読書・芸術の秋たけなわとなりましたが、皆様は如何お過ごしでしょうか。

私の愛読書の一つローマ在住の塩野七生著の「ローマ人の物語」は、1992年に刊行が始まり、以後、毎年1冊ずつ発行され15年の歳月をかけて昨年12月に第15巻目が出版され完結しました。単行本全15冊とかなりボリュームがありますが、これは文庫本でも刊行されています。 本シリーズは、あくまで小説として扱われてはいますが、莫大な量の文献・資料を基に書かれていて、ローマ史にあまり興味のない日本人読者にも古代ローマについての関心を持たせたベストセラー小説です。

「ローマ人の物語」は、ローマの建国(紀元前8世紀)から滅亡(5世紀~6世紀)までの、およそ1200年間におよぶローマ帝国の「一生」を綴っています。イタリア半島の中部に築かれた一都市に過ぎなかったローマが、どのように勢力を拡大し、繁栄し、そして滅んだのか。本書はこれを「ローマ」に生きた人々を通して、生き生きと魅力的に、そして実に鮮やかに描き出しています。

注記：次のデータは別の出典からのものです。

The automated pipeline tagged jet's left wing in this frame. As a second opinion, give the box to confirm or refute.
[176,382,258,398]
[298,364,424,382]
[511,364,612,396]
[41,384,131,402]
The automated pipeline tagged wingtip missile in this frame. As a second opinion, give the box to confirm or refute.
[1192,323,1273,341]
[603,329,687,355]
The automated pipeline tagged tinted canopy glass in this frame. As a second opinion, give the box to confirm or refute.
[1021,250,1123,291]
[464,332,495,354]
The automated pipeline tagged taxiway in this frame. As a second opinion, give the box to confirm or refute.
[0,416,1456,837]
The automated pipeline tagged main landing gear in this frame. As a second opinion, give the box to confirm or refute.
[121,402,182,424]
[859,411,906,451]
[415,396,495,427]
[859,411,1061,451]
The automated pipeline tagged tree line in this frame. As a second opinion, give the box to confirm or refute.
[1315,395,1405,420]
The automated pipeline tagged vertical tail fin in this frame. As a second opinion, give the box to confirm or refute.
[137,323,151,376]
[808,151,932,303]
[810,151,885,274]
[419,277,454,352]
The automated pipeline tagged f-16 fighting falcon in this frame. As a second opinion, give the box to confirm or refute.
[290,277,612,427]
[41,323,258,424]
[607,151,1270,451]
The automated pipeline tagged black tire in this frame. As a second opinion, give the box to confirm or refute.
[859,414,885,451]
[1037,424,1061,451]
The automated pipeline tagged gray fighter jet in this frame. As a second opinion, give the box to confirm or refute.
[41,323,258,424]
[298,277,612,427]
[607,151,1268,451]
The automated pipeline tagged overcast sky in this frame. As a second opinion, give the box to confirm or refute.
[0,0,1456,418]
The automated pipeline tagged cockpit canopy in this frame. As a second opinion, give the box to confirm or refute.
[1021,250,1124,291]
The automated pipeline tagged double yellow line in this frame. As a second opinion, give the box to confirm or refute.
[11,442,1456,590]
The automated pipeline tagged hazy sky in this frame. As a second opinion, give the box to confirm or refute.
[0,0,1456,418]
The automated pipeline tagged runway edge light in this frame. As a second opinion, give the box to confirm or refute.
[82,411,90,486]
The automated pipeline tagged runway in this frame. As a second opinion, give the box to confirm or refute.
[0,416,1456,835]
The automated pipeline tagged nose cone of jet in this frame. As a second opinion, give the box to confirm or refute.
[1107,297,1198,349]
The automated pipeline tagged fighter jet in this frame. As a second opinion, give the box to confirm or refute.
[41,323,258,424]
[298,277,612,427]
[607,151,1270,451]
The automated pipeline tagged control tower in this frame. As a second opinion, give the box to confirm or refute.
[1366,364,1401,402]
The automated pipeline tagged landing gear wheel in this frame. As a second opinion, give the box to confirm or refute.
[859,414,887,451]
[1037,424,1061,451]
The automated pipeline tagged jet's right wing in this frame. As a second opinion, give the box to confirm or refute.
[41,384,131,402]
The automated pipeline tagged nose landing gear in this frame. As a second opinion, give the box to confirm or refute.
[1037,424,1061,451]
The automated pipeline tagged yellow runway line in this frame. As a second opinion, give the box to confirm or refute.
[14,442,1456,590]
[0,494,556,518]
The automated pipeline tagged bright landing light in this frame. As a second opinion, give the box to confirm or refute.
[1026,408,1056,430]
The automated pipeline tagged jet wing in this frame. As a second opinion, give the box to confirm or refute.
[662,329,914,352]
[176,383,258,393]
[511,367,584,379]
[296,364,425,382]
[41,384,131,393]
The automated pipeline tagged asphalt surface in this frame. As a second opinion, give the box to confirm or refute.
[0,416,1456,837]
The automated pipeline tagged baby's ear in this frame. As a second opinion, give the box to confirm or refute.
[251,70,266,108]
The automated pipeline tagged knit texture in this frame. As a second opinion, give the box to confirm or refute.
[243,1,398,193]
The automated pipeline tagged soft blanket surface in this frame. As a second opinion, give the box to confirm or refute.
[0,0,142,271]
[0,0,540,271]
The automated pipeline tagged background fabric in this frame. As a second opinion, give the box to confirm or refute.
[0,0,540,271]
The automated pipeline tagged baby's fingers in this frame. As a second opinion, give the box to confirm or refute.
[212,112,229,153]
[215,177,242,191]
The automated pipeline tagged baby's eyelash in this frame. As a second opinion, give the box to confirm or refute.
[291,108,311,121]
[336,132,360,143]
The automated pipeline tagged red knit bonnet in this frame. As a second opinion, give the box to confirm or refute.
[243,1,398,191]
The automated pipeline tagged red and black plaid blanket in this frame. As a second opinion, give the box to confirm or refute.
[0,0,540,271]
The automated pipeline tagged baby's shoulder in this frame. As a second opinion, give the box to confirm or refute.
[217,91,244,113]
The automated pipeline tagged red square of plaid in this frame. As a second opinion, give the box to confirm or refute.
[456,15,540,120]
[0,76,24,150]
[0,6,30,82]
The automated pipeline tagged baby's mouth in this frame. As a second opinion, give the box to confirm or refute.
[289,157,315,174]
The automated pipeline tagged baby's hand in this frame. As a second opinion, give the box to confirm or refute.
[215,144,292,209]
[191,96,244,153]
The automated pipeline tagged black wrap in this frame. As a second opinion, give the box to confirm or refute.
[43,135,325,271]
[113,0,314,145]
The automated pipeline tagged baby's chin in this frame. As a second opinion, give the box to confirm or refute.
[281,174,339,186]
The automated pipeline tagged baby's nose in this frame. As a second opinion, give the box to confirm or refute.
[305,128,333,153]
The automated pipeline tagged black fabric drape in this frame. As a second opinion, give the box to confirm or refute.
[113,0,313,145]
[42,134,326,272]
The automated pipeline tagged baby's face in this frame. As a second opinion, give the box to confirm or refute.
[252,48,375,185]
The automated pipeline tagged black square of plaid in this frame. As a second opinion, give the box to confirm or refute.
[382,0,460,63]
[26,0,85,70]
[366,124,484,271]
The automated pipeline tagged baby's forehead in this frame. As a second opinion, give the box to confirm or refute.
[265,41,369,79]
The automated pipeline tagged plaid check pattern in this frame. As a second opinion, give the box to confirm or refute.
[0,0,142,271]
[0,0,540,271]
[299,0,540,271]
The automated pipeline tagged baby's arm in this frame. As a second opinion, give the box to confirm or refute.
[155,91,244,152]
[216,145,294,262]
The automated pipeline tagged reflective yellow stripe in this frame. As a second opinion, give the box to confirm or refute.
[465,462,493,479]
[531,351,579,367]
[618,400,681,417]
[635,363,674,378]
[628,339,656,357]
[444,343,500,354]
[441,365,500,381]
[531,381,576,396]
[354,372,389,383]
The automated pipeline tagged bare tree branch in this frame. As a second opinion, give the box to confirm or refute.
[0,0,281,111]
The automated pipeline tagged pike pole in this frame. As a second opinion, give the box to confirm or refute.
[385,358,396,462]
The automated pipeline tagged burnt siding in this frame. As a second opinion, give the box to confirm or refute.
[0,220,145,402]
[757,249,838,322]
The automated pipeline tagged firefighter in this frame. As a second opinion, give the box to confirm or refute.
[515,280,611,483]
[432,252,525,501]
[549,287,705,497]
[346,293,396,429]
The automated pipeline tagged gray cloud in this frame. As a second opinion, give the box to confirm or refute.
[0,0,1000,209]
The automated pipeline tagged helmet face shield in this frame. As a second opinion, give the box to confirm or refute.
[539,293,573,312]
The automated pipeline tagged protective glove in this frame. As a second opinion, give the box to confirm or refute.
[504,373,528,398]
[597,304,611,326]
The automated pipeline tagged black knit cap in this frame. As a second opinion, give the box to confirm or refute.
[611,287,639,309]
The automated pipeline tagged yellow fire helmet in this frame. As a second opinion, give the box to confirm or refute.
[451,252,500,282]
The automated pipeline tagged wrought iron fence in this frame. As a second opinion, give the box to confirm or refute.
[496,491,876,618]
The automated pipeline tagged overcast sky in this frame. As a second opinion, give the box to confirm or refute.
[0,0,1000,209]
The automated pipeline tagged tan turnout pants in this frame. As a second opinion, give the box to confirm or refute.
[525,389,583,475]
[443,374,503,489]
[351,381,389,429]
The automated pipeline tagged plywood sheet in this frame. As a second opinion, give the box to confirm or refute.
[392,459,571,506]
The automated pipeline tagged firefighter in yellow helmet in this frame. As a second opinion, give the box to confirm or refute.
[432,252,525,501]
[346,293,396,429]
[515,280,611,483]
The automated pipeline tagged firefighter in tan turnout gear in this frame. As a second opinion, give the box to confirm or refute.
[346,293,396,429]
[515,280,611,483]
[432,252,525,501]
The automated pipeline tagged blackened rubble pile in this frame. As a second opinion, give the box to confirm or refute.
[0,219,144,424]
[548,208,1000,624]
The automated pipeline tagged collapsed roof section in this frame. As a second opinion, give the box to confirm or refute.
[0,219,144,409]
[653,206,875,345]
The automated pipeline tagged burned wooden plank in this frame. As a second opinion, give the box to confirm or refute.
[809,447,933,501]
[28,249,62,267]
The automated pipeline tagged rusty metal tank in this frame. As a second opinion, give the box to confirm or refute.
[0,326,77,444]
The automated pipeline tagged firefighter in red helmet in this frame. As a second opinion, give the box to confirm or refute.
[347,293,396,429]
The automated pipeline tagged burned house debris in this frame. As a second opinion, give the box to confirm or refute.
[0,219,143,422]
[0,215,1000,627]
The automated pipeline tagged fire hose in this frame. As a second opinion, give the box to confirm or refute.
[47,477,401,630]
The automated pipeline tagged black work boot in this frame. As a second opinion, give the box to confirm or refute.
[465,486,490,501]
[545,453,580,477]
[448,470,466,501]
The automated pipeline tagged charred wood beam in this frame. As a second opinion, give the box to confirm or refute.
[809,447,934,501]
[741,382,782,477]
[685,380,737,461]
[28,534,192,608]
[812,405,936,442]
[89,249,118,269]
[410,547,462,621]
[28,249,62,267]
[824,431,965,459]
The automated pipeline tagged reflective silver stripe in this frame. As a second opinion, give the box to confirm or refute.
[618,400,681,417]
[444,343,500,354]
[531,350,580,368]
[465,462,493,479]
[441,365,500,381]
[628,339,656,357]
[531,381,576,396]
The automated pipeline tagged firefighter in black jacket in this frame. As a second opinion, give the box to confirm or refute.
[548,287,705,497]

一般的に、私たち日本人にとってローマ時代はヨーロッパの古い歴史に過ぎないイメージしかありませんが、ヨーロッパ各国の人々にはヨーロッパ文明のバックボーンとして影響を与え続けています。 また、美術の世界においては、ローマ時代の芸術を復興・再発見しようと試みた美術活動を総称して「ルネッサンス(復興・再生)」と言われております。イタリアルネッサンス期を代表する三大巨匠と呼ばれているのが、ダビィンチ、ミケランジェロ、ラファエロです。彼らが後世に残した多大な功績を取ってみても、ヨーロッパ文明におけるローマ時代の影響力の大きさを痛感させられます。

ローマ時代の歴史は、まさに“温故知新”の宝庫であると言えます。ヨーロッパ旅行の際に、ローマ時代に関する知識が少しでもあれば、思い出はいっそう印象深いものになるでしょう。 当美術館のアートサロンKには、文庫版の「ローマ人の物語」を置いています。コーヒーでも召し上がりながら、時間の許す限りお読みいただければ幸いです。